We finally use the betabinom_TSS function to identify TSSs with the count table and the design table freshly built as inputs.

Note: the filtering of data is made by the function (and not before) because it needs the total number of counts before filtering.
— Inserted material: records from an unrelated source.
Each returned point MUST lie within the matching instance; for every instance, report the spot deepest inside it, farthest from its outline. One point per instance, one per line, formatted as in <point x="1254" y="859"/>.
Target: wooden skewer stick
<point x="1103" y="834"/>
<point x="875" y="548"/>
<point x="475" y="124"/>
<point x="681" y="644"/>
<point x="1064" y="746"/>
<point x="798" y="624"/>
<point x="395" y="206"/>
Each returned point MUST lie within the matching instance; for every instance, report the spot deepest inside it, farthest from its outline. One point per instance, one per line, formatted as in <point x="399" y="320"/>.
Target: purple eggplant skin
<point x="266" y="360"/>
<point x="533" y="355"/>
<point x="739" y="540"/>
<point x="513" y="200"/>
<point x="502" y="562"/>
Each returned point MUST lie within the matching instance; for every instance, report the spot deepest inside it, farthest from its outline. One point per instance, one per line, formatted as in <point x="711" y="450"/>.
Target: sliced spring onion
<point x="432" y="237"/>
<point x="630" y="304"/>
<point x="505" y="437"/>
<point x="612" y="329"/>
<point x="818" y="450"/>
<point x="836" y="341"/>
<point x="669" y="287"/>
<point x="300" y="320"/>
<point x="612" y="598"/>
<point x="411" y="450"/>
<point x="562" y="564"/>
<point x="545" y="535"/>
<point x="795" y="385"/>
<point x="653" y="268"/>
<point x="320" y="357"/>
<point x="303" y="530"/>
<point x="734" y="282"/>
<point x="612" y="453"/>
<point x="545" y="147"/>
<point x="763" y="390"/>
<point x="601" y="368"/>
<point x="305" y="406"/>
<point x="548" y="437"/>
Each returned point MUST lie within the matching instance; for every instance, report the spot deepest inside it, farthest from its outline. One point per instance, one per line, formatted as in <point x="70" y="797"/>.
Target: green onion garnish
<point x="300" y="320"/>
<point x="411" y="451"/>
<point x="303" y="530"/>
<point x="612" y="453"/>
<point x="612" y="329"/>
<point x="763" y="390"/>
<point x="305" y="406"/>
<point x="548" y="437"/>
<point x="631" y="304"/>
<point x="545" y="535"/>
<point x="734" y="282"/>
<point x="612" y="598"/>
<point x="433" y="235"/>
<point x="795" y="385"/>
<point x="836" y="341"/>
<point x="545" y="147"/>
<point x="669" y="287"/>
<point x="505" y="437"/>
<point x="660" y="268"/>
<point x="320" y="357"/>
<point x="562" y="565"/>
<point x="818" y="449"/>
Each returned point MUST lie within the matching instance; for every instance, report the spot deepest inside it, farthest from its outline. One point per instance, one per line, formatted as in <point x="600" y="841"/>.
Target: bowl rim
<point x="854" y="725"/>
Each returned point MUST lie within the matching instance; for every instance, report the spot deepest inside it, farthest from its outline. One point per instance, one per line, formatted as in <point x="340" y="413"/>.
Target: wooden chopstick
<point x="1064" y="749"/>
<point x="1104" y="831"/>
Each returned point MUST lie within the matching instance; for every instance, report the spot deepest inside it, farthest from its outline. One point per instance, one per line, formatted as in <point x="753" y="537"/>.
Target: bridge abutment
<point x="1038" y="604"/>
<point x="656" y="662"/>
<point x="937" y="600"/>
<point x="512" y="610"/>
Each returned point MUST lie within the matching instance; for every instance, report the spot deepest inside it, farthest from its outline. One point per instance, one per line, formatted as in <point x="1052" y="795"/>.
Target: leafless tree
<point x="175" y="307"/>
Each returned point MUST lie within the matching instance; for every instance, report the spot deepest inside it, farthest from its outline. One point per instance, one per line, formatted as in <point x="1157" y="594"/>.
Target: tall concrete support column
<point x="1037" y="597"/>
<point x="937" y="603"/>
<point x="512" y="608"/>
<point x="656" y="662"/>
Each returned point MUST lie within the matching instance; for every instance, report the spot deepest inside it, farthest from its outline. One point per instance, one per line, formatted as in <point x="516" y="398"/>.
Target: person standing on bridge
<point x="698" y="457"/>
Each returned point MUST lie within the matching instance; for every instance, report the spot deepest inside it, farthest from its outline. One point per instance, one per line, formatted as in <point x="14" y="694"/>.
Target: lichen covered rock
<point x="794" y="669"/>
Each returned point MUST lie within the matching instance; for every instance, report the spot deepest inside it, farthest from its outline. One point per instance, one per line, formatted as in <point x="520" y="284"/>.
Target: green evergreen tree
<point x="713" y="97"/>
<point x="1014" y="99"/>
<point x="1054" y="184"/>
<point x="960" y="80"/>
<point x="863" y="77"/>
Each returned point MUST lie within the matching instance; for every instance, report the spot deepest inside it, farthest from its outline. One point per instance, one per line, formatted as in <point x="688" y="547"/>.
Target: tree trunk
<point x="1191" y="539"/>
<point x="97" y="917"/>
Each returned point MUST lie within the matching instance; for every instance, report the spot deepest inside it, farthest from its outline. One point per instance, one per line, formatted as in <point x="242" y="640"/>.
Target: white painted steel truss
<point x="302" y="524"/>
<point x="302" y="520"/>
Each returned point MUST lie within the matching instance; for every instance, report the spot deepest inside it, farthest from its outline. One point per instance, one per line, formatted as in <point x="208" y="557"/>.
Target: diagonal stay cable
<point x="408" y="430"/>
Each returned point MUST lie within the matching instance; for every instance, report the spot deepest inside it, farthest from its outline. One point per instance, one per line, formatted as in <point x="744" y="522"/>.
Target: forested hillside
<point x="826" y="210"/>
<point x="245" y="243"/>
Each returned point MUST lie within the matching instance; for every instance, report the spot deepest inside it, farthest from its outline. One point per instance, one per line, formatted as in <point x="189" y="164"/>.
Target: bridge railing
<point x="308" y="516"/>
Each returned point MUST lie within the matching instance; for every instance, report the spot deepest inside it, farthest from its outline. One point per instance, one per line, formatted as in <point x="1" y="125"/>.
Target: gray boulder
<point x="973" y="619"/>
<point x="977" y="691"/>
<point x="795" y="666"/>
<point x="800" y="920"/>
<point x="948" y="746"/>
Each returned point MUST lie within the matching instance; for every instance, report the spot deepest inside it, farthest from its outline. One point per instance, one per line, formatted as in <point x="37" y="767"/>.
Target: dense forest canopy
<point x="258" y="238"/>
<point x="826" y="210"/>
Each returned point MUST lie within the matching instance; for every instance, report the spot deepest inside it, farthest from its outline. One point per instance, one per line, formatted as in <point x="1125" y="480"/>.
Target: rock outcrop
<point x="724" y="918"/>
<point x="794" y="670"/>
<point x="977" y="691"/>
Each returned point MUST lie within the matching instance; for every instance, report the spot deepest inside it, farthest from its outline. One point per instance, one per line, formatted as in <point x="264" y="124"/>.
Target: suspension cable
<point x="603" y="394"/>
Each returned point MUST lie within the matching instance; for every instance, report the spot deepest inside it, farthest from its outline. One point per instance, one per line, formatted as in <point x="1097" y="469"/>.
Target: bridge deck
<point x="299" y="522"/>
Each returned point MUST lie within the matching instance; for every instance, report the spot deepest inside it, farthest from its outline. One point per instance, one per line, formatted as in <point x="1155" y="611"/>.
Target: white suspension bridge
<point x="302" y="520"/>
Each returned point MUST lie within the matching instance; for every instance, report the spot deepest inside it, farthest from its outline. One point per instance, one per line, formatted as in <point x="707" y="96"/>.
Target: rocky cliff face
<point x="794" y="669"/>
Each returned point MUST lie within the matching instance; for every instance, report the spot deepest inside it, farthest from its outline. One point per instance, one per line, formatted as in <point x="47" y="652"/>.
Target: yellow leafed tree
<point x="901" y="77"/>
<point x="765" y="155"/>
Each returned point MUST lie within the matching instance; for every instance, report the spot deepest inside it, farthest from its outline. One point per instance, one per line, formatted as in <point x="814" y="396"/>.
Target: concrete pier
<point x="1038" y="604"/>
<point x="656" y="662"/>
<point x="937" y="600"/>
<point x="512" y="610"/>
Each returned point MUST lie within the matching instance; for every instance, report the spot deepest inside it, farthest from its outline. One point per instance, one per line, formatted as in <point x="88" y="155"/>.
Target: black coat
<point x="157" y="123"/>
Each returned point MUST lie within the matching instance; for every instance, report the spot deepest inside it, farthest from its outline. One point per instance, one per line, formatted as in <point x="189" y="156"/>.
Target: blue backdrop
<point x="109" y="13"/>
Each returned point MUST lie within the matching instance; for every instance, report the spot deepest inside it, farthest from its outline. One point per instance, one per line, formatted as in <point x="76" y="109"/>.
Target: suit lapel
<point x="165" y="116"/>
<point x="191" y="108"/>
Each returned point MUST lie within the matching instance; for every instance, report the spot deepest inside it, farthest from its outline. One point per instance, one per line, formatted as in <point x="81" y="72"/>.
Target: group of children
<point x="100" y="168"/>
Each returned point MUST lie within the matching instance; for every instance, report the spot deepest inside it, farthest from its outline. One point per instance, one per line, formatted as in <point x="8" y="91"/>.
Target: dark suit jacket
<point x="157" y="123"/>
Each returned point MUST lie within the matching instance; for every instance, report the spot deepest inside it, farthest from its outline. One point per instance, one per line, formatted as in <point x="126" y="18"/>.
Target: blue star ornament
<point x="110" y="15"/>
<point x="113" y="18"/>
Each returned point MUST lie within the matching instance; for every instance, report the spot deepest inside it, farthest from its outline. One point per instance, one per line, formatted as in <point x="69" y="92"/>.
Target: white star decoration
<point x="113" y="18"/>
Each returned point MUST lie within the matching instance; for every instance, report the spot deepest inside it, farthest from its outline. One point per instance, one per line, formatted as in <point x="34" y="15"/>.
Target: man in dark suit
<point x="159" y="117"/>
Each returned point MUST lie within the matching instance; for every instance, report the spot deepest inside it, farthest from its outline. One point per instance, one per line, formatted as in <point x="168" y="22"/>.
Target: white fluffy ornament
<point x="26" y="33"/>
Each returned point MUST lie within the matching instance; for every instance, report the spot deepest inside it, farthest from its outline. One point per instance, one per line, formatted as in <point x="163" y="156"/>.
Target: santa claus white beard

bbin <- TSS(count_table = count_table,
            design_table = design_tb,
            threshold = 5, # Number minimum reads allowed in the total sample
            combine_method = "fisher", # Method for the p-values combination
            fdr_method = "fdr" # Method for adjusting p-value (see p.adjust)
            )
bbin %>% 
  head(15) %>%
  knitr::kable()

rname	position	strand	pvalue	pvalue_adj
NC_003923.1	312	+	0.0017109	0.0071046
NC_003923.1	313	+	0.0000000	0.0000000
NC_003923.1	314	+	0.0000001	0.0000008
NC_003923.1	1642	+	0.0725677	0.1682600
NC_003923.1	2131	+	0.0001241	0.0006330
NC_003923.1	3649	+	0.0000009	0.0000058
NC_003923.1	3650	+	0.0000000	0.0000000
NC_003923.1	3652	+	0.0000001	0.0000006
NC_003923.1	4128	+	0.0025859	0.0103542
NC_003923.1	4159	-	0.0000194	0.0001102
NC_003923.1	4301	+	0.1746218	0.3408392
NC_003923.1	6734	+	0.0182064	0.0576161
NC_003923.1	10687	-	0.0000000	0.0000000
NC_003923.1	10855	+	0.0000004	0.0000030
NC_003923.1	10856	+	0.1536700	0.3042540

Number of TSSs identified with an adjusted p-value (FDR) < 0.01: 2677.

Clusters of TSS

As in the Prados et al. paper we can clusterise TSSs by regrouping those less than 5 nucleotides apart.

bbin <- bbin %>% 
  filter(pvalue_adj < 0.01) %>% 
  arrange(position) %>%
   mutate(cluster_id = cumsum(c(1, diff(position) >= 5)))
bbin %>%
  head(15) %>%
  knitr::kable()

rname	position	strand	pvalue	pvalue_adj	cluster_id
NC_003923.1	312	+	0.0017109	0.0071046	1
NC_003923.1	313	+	0.0000000	0.0000000	1
NC_003923.1	314	+	0.0000001	0.0000008	1
NC_003923.1	2131	+	0.0001241	0.0006330	2
NC_003923.1	3649	+	0.0000009	0.0000058	3
NC_003923.1	3650	+	0.0000000	0.0000000	3
NC_003923.1	3652	+	0.0000001	0.0000006	3
NC_003923.1	4159	-	0.0000194	0.0001102	4
NC_003923.1	10687	-	0.0000000	0.0000000	5
NC_003923.1	10855	+	0.0000004	0.0000030	6
NC_003923.1	12473	+	0.0000000	0.0000000	7
NC_003923.1	14672	+	0.0000634	0.0003335	8
NC_003923.1	15797	+	0.0000000	0.0000000	9
NC_003923.1	17356	+	0.0000000	0.0000000	10
NC_003923.1	17357	+	0.0000000	0.0000000	10

Number of cluster of TSSs identified with an adjusted p-value (fdr) < 0.01: 1923.